Located 1km south of central Bitola, Heraclea Lyncestis is among North Macedonia's best archaeological sites, though the neglected state of the on-site museum might make you think otherwise. See the Roman baths, portico and amphitheatre, and the striking early Christian basilica and episcopal palace ruins, with beautiful, well-preserved floor mosaics – they're unique in depicting endemic trees and animals. There's a small shady cafe in the grounds and the setting is bucolic.
Founded by Philip II of Macedon, Heraclea became commercially significant before the Romans arrived (168 BC), and its position on the Via Egnatia kept it prosperous. In the 4th century, Heraclea became an episcopal seat, but it was sacked by Goths and then Slavs.
Taxis from central Bitola cost 80MKD but they don't hang around at the site – ask the staff at the entrance desk if they wouldn't mind calling one for you when you want to leave.
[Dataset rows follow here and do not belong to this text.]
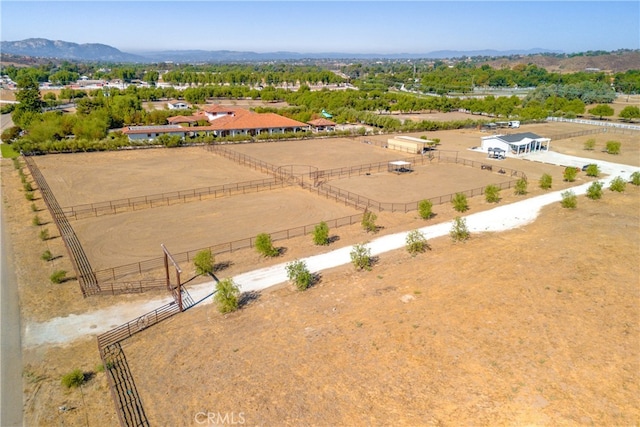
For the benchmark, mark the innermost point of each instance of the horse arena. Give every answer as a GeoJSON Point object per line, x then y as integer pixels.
{"type": "Point", "coordinates": [124, 205]}
{"type": "Point", "coordinates": [120, 207]}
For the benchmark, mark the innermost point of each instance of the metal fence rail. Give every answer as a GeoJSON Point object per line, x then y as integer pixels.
{"type": "Point", "coordinates": [243, 159]}
{"type": "Point", "coordinates": [123, 389]}
{"type": "Point", "coordinates": [108, 277]}
{"type": "Point", "coordinates": [79, 260]}
{"type": "Point", "coordinates": [164, 199]}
Alternatively, there's a bus stop back on the main road heading north into central Bitola. The city's main bus and train stations are no more than a 15-minute walk from Heraclea Lyncestis, so if you're passing through town, it's easy enough to visit on foot: turn left onto the main road in front of the stations, walk for 500m with the park on your right and then past it, and take the right-hand signposted turn-off to the ruins. Follow the narrow road past the cemetery (on your right) until you reach the site.